Dona alexandrina procurou localizar
o mesmo objeto. Olhava na mesma direção e lá estava a atração de Custódio. – O
sem vergonha, descarado. Um casal se enrolando na areia, distante dos outros e
na maior intimidade. Só podia ser aquilo. Não se conteve mais. Tirou o binóculo
dos olhos e ficou observando. Vez por outra dava uma observada com o dela. Em
certo momento Custódio desceu o binóculo. E ela focou o dela. O casal havia se
levantado. Não havia mias dúvida de que era a cena que o safadório observava.
Era melhor irem para casa.
- Não, mulher. Diverte-te mais. Não
te incomodes comigo. Também não sirvo mais para nada.

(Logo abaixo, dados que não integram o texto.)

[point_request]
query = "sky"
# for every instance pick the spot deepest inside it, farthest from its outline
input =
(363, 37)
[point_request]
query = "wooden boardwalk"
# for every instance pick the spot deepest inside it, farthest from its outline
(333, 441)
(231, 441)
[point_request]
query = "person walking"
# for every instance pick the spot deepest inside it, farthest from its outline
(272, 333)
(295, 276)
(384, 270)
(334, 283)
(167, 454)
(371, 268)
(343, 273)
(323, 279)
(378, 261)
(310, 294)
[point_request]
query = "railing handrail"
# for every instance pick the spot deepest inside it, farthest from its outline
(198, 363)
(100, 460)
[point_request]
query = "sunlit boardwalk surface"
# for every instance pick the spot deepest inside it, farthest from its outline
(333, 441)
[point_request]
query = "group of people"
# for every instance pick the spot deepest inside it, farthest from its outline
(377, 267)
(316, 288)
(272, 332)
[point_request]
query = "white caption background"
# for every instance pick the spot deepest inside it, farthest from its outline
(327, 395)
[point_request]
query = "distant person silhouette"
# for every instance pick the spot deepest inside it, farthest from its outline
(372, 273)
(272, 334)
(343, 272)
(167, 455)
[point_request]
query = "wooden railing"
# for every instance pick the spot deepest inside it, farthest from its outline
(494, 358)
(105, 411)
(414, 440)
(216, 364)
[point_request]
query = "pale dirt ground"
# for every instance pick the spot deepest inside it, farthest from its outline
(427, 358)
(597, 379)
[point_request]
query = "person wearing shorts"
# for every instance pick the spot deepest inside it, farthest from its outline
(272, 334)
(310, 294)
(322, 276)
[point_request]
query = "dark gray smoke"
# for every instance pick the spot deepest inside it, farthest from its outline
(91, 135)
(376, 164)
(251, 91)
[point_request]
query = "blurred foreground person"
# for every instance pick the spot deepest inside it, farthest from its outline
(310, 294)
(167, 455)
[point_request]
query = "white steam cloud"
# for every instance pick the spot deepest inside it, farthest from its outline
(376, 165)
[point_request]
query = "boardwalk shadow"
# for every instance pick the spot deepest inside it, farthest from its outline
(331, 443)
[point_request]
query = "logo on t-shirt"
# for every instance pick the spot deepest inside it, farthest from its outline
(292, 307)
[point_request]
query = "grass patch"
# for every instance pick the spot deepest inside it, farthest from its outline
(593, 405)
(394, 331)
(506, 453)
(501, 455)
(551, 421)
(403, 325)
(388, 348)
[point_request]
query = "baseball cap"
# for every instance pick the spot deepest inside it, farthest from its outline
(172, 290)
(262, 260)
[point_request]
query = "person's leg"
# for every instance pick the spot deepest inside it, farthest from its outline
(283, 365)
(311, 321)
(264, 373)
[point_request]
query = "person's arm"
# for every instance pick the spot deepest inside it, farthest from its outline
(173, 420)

- Olha Custódio, vens tentando me
enganar, mas descobri tuas manhas. O binóculo que irás trocar amanhã, amanhã
mesmo, será o meu. Não tens vergonha de querer enganar tua própria mulher,
mulher de mais de cinqüenta anos de vida contigo. Usei teu binóculo. Uma
maravilha!!! Bandido... Toma esta porcaria que me deste e me trás igual a este
teu ou maior. A invenção de binóculo foi tua. Aliás, passa-me para cá logo esse
teu até que traga o outro.
- Mulher, com binóculo ou se
binóculo, não adianta mais nada. Quando a coisa congela não há mais esperança.
Pode-se andar em cima de brasa, a temperatura é a mesma... Não sabe?
- Mas dá uma saudade, Custódio...
- Que dá, dá, mas, quem sabe se não
causará um enfarte. Muita gente tem morrido disso.
- Pior é ficarmos mais inutilizados
do que já estamos. Sem levantar mais e com a boca torta.
- De qualquer forma, amanhã vou
trocar o teu binóculo. A coisa é divertida.
- Faças como quiseres. Quem manda em
casa é o marido...
- Estás ficando depravada, mulher...
- Depravado és tu que estavas
olhando aquele bolo na areia da praia.
- E não viste também.
- Fui só ver o que estavas olhando tão
interessado.
- Vamos deitar acolá na areia da
praia.
- Pra que?
- Simular, ao menos Alexandrina...
- Descarado, depravado, cachorrão...
Mas como quem manda é o dono da casa, vamos lá bicho velho reimoso!
Água salgada e areia da praia fazem
milagre...
Dona Alexandrina animou-se, mas
sabia que era inútil. Tarde demais. Tinham que ficar no binóculo mesmo.
Em 6.8.1985
*O conto pertence
ao livro “Vidas Nordestinas”, no prelo.